A key feature of the new part 3-2A for biologicals to be inserted into the Therapeutic Goods Act by this bill is a provision to enable the exceptional release of biologicals that do not meet the standards where there are no conforming biologicals or approved therapeutic goods available or that would be appropriate where a patient is critically ill and requires urgent treatment. The regulations will set out rigorous requirements that must be met before the biological can be used under exceptional release, and will require that the patient or their guardian be fully informed and give consent. Exceptional release is not a new practice; it has been used by doctors in Australia previously—such as during the Bali bombings in 2002 to treat badly burned patients when sufficient conforming skin tissue for grafts was not available. The bill better regulates this practice to ensure the safety of patients. The new arrangements for biologicals will be implemented over a period of three years. The biologicals industry is aware of this and has been awaiting these changes for some years now.

Other amendments in the bill include consolidating the existing immunity provisions in the act into a single provision to ensure that civil legal action cannot be taken against a person acting under the act unless they do so in bad faith; enabling specific batches of therapeutic goods to be recalled without the need first to suspend or cancel the entire entry of the good in the register if there are concerns about the safety, quality, efficacy, performance or presentation, but only for limited batches; enabling information to be sought from past sponsors of medicines; providing that unpaid annual charges to keep a therapeutic good on the register are debts due to the Commonwealth to enable these to be recovered; and other minor amendments.

The member for Boothby raised a couple of questions in relation to this bill which I will take a few moments to respond to.
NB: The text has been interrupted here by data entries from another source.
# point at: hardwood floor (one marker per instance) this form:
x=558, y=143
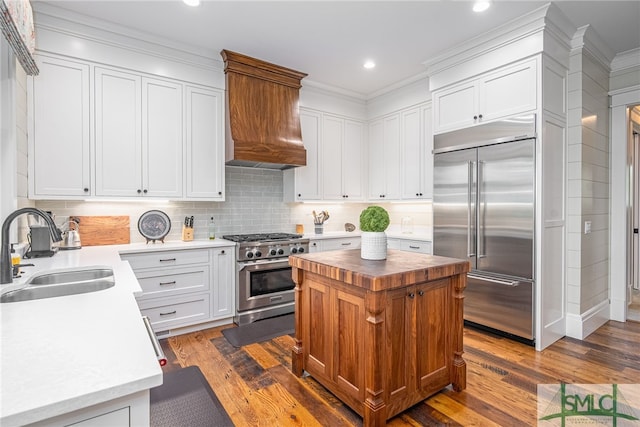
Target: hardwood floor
x=256, y=386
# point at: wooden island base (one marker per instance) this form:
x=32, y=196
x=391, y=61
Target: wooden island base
x=380, y=335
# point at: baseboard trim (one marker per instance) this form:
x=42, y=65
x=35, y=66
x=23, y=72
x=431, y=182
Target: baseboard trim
x=580, y=326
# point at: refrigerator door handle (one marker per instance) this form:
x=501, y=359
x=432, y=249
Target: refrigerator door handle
x=471, y=213
x=494, y=280
x=482, y=207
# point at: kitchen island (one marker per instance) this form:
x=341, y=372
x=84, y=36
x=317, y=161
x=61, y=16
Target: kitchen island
x=380, y=335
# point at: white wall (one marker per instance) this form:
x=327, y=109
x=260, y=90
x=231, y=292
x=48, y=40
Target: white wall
x=625, y=92
x=588, y=191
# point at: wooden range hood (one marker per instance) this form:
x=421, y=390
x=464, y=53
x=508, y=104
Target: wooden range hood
x=263, y=120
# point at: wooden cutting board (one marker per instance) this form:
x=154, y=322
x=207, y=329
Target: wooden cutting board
x=103, y=230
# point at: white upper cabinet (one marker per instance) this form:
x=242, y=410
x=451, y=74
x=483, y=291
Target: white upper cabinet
x=118, y=133
x=59, y=135
x=126, y=133
x=303, y=183
x=417, y=159
x=342, y=158
x=162, y=138
x=506, y=92
x=139, y=136
x=385, y=158
x=204, y=150
x=400, y=157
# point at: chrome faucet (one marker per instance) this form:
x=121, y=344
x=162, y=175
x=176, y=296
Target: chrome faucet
x=6, y=274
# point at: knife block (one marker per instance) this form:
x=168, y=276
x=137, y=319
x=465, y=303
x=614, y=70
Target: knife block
x=187, y=234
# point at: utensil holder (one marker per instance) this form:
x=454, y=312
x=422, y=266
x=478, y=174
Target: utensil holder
x=187, y=234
Firstly, the member for Boothby raised some questions about biologicals custom-made by doctors for their patients and the degree to which, if at all, this bill would impact on that. I can advise the House that, as with other therapeutic goods, medical practitioners will continue to be able to exercise their clinical judgment and custom make biologicals for their patients on an individual patient basis.
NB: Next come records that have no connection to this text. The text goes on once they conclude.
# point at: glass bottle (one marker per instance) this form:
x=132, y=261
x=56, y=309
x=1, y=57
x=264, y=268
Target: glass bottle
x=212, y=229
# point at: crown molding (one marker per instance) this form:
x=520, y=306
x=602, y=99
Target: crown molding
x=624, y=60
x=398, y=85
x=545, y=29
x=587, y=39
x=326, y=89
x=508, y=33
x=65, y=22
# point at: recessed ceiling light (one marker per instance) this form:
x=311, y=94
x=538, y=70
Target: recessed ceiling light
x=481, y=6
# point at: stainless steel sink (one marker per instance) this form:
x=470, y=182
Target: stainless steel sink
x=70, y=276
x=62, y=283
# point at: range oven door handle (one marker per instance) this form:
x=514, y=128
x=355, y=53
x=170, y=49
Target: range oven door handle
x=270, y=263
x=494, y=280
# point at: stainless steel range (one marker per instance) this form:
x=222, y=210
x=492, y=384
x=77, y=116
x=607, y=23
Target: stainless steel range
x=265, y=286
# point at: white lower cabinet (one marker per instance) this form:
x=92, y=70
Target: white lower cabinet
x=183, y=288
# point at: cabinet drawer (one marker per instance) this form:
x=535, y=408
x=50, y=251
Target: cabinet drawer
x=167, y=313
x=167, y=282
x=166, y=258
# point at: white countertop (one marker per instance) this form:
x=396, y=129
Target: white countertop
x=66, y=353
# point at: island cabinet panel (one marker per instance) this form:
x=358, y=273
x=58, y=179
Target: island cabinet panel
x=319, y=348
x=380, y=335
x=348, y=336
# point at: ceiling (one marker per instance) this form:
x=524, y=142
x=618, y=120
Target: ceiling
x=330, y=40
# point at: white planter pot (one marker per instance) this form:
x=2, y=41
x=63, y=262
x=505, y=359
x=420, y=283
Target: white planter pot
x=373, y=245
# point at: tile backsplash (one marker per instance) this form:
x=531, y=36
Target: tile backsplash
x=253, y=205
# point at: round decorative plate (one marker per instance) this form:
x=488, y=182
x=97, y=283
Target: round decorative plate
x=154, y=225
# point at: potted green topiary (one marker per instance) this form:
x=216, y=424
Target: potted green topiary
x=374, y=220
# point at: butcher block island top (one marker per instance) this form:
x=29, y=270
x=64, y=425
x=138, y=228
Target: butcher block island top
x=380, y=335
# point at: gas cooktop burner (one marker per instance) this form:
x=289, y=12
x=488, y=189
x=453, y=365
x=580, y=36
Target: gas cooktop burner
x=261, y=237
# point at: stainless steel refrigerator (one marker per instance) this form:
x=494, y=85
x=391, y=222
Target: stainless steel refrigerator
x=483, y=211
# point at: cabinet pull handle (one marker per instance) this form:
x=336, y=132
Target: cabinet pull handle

As noted by the opposition, regulations will be developed for this bill and these will provide details for implementation of the biologicals framework. Among these regulations will be exemptions for medical practitioners from biological regulatory requirements. Consultation on these draft regulations will occur and the input of medical practitioners obviously will be welcome.

The second point raised by the member for Boothby concerns patients’ own biologicals which, I am advised, are called autologous biologicals. The second issue raised by the opposition was that of use of a patient’s own cells or tissues for reimplantation—known, as I said, as autologous biologicals. These autologous biologicals will not be regulated under the framework introduced under this bill. This practice is currently not regulated by the TGA under the act and this exemption will continue under the new biologicals framework implemented by this bill.

As indicated in the second reading speech, the changes made by this bill do not encompass all the reforms the government intends to make to the therapeutic goods regulatory regime. The amendments in this bill are the fourth instalment in an ongoing program of reform to the act. Australia has been served well by the TGA in the past and it is important that the regulatory regime the TGA administers is kept up to date so that the TGA and the industry it regulates can operate as efficiently as possible and so that Australian consumers can continue to have timely access to safe and effective therapeutic goods.

Before concluding, I table a minor correction to the explanatory memorandum for these bills. Page 4 of the document has been updated by removing the reference to specific companies and organisations as being involved in the manufacture of HCTs. I commend the bill to the House.

Question agreed to.

Bill read a second time.

Message from the Governor-General recommending appropriation announced.